2R、佐藤は基本的には距離を取り、長いワンツーを主体としてヒット&アウェイ。接近すればクリンチ、上手い戦い方をしています。ただ、梅津のプレスは強く、クリンチが出来なかった時はかなり危険。

後半、佐藤は身体を使って梅津をコーナーに押し込み、クリンチを多用しますがここで減点。

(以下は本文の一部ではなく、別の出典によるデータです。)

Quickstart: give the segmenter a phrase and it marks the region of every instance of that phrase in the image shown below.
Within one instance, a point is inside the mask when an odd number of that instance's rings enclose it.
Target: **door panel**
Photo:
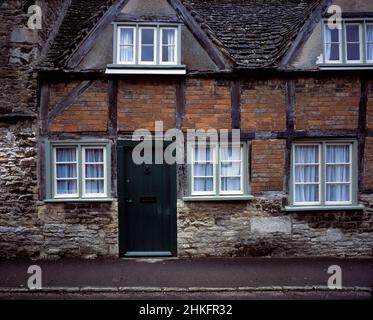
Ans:
[[[176,255],[175,165],[137,165],[132,150],[118,142],[120,255]]]

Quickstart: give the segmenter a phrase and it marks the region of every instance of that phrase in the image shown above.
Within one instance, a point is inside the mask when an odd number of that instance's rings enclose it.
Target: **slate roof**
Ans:
[[[182,0],[215,43],[242,67],[271,67],[320,0]]]
[[[63,67],[74,49],[116,0],[72,0],[42,62]],[[322,0],[181,0],[238,67],[275,67]]]

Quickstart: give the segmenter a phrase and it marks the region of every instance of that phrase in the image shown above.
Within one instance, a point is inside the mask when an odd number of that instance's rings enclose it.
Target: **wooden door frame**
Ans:
[[[127,249],[127,216],[128,211],[126,210],[125,197],[124,197],[124,184],[121,183],[125,179],[125,170],[124,170],[124,154],[126,149],[133,149],[141,141],[132,141],[132,140],[118,140],[117,141],[117,194],[118,194],[118,244],[119,244],[119,257],[125,258],[125,252]],[[154,140],[152,140],[154,143]],[[171,141],[163,141],[163,146],[167,147],[170,145]],[[154,146],[154,145],[153,145]],[[171,195],[171,221],[170,221],[170,252],[172,257],[177,256],[177,211],[176,211],[176,164],[169,165],[164,163],[163,165],[171,166],[171,174],[169,177],[169,183],[171,190],[175,192]],[[157,254],[157,252],[149,252],[144,254],[144,257],[155,257],[163,256]]]

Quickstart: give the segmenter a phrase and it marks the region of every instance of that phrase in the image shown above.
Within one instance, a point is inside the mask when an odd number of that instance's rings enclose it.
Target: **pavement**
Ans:
[[[30,290],[30,265],[42,287]],[[328,287],[328,268],[342,288]],[[0,299],[372,299],[373,259],[1,260]]]

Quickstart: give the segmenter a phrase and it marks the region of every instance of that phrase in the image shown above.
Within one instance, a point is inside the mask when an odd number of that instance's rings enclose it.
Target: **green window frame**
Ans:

3R、後がない佐藤は非常に積極的に攻めます。こうなると梅津はやりやすいかもしれません。佐藤が自ら射程圏内に入ってきてくれます。

 

射程圏内に入った佐藤に対して、力強いパンチを振っていく梅津。

そして佐藤の入り際、梅津の右カウンターがヒット、佐藤は前のめりに倒れるダウン!

立ち上がった佐藤に対して、梅津は連打!連打!佐藤のクリンチも気にせず、連打!

そして倒れた佐藤をレフェリーが救い、試合が終了。

梅津奨利、3RTKO勝利で東日本新人王に!

これはまた魅力的なボクサー、梅津奨利。パンチングパワーもさることながら、そのアグレッシブな姿勢は素晴らしいですね。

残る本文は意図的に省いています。